Ligeramente más complejo, esto es para la sección de los cientos y cubre todas las posibilidades:

0: <empty> matched by D?C{0} (with D not there) 100: C matched by D?C{1} (with D not there) 200: CC matched by D?C{2} (with D not there) 300: CCC matched by D?C{3} (with D not there) 400: CD matched by CD 500: D matched by D?C{0} (with D there) 600: DC matched by D?C{1} (with D there) 700: DCC matched by D?C{2} (with D there) 800: DCCC matched by D?C{3} (with D there) 900: CM matched by CM

(XC|XL|L?X{0,3})

Las mismas reglas que la sección anterior, pero para el lugar de las decenas:

0: <empty> matched by L?X{0} (with L not there) 10: X matched by L?X{1} (with L not there) 20: XX matched by L?X{2} (with L not there) 30: XXX matched by L?X{3} (with L not there) 40: XL matched by XL 50: L matched by L?X{0} (with L there) 60: LX matched by L?X{1} (with L there) 70: LXX matched by L?X{2} (with L there) 80: LXXX matched by L?X{3} (with L there) 90: XC matched by XC

(IX|IV|V?I{0,3})

Esta es la sección de unidades, manejando del 0 al 9 y también similar a las dos secciones anteriores (los números romanos, a pesar de su aparente rareza, siguen algunas reglas lógicas una vez que descubres cuáles son):

0: <empty> matched by V?I{0} (with V not there) 1: I matched by V?I{1} (with V not there) 2: II matched by V?I{2} (with V not there) 3: III matched by V?I{3} (with V not there) 4: IV matched by IV 5: V matched by V?I{0} (with V there) 6: VI matched by V?I{1} (with V there) 7: VII matched by V?I{2} (with V there) 8: VIII matched by V?I{3} (with V there) 9: IX matched by IX

import re pattern = ''^M{0,3}(CM|CD|D?C{0,3})(XC|XL|L?X{0,3})(IX|IV|V?I{0,3})$'' if re.search(pattern, ''XCCMCI''): print ''Valid Roman'' else: print ''Not valid Roman''

Para las personas que realmente quieren entender la lógica, por favor diveintopython un vistazo a la explicación paso a paso en 3 páginas en diveintopython .

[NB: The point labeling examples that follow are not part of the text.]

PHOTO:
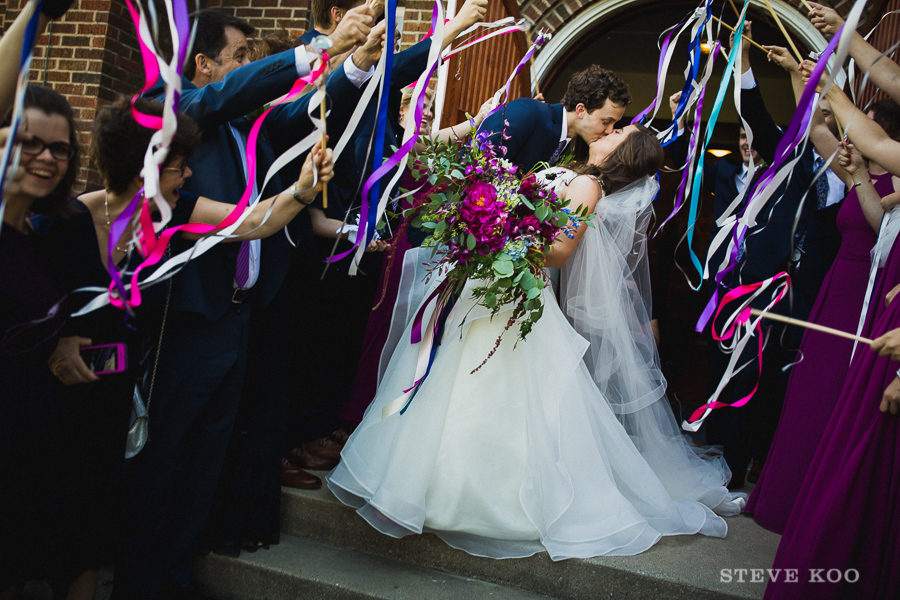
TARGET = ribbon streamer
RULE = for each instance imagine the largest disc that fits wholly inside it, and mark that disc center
(739, 329)
(10, 158)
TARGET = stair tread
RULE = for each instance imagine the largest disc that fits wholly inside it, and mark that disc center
(296, 566)
(689, 565)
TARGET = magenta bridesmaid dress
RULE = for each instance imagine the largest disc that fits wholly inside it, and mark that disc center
(817, 380)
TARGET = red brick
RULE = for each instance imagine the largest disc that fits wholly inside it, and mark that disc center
(88, 53)
(70, 89)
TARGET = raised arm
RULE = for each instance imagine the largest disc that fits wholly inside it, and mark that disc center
(461, 130)
(285, 206)
(825, 142)
(583, 191)
(884, 73)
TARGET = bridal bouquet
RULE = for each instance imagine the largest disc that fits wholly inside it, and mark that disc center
(488, 222)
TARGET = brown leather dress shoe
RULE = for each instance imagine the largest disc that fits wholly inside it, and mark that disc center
(292, 476)
(307, 460)
(339, 435)
(325, 448)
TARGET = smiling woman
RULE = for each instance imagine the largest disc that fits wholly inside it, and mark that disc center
(32, 312)
(96, 408)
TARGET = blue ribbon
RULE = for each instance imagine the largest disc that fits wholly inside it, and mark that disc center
(710, 127)
(24, 62)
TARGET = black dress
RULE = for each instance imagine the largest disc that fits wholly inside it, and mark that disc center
(32, 312)
(96, 415)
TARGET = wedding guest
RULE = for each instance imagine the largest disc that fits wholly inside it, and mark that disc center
(851, 483)
(33, 310)
(816, 381)
(595, 101)
(324, 381)
(212, 300)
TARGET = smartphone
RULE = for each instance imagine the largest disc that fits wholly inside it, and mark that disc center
(108, 358)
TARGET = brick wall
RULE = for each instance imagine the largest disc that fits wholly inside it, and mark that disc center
(91, 55)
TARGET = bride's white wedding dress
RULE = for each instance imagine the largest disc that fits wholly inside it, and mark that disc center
(564, 442)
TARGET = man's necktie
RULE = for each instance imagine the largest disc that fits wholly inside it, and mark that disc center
(821, 184)
(559, 149)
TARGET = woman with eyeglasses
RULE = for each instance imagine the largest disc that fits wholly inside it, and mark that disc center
(33, 310)
(96, 408)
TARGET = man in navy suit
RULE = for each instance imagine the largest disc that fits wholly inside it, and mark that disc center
(204, 343)
(747, 432)
(534, 132)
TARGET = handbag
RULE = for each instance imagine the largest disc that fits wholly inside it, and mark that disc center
(139, 430)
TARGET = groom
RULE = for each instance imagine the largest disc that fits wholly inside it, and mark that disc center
(536, 132)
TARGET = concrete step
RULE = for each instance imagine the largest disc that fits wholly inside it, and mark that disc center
(680, 567)
(300, 568)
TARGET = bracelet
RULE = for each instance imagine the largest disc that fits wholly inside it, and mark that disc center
(298, 196)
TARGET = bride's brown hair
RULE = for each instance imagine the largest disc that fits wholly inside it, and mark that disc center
(639, 155)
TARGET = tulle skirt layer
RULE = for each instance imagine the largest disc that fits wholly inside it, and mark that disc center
(524, 455)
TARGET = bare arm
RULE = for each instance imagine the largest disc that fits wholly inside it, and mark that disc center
(869, 200)
(463, 129)
(11, 55)
(470, 13)
(885, 73)
(583, 191)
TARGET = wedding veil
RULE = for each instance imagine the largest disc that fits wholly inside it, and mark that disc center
(605, 294)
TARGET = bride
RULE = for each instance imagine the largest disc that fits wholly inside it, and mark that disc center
(564, 442)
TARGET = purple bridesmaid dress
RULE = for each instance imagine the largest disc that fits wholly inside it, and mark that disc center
(846, 518)
(817, 380)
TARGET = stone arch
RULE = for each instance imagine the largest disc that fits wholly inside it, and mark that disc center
(569, 20)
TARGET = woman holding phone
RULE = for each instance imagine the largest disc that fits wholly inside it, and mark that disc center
(97, 407)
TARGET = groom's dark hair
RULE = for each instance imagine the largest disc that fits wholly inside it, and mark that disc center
(593, 86)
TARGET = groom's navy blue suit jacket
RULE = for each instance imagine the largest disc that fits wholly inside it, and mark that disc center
(206, 283)
(533, 131)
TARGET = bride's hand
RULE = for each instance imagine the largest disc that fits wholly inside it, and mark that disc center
(890, 401)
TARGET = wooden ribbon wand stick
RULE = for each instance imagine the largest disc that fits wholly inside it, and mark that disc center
(784, 32)
(808, 325)
(727, 26)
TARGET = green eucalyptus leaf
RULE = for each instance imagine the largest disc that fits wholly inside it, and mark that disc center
(503, 268)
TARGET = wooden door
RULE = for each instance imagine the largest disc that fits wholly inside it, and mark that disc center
(477, 73)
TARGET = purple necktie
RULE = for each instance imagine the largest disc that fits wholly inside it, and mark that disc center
(242, 269)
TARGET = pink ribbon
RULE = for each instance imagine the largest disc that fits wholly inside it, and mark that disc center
(734, 324)
(159, 247)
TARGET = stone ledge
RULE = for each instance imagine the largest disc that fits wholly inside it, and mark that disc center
(303, 568)
(680, 567)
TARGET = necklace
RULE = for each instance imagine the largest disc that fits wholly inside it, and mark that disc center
(106, 207)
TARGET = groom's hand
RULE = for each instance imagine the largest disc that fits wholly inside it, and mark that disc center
(470, 13)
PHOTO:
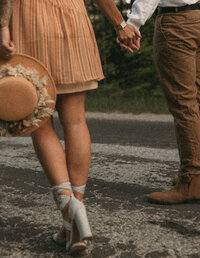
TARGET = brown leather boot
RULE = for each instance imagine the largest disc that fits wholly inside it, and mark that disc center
(175, 180)
(186, 189)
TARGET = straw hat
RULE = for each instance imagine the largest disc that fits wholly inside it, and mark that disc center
(27, 95)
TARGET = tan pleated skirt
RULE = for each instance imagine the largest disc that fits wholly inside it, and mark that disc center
(60, 35)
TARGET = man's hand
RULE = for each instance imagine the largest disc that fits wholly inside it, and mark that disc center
(129, 38)
(7, 48)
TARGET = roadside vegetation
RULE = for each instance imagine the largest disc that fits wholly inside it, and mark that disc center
(131, 82)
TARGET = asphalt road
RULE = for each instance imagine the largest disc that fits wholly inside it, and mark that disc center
(131, 157)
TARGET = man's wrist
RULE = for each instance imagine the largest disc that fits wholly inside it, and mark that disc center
(121, 26)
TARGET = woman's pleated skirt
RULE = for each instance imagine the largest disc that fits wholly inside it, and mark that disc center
(60, 35)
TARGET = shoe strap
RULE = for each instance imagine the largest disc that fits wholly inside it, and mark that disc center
(67, 225)
(61, 199)
(79, 189)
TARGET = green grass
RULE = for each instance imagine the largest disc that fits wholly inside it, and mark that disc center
(130, 104)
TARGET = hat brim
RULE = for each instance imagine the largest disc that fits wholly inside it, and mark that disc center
(30, 62)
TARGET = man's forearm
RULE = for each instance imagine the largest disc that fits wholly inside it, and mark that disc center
(111, 11)
(6, 7)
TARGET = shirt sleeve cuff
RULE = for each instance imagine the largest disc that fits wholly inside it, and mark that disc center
(136, 23)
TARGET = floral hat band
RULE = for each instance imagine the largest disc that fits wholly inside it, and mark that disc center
(27, 95)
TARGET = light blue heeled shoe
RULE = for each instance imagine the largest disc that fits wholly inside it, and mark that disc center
(77, 214)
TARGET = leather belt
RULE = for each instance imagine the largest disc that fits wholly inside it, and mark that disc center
(161, 10)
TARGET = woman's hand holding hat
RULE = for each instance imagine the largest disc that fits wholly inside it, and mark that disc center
(7, 48)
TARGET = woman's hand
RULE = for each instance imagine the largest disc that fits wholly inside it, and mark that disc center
(129, 38)
(7, 48)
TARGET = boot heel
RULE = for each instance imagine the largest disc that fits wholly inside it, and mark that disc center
(83, 224)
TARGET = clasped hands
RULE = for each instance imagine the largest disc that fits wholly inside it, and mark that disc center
(129, 38)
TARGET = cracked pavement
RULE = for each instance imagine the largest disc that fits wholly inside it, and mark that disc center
(132, 155)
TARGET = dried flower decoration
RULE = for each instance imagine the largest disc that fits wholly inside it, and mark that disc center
(41, 110)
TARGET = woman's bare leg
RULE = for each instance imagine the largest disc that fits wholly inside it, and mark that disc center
(71, 110)
(50, 153)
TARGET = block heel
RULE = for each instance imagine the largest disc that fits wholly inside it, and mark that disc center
(83, 224)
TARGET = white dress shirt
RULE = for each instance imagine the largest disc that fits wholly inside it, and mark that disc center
(142, 10)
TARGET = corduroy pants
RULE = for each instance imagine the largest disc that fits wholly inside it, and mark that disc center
(177, 56)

La única diferencia con la solución original (que tenía M{0,4} ) es porque descubrí que ''MMMM'' no es un número romano válido (también los viejos romanos probablemente no hayan pensado en ese gran número y no estarán de acuerdo conmigo). Si eres de los que no están de acuerdo con los viejos romanos, por favor, perdóname y usa la versión {0,4}.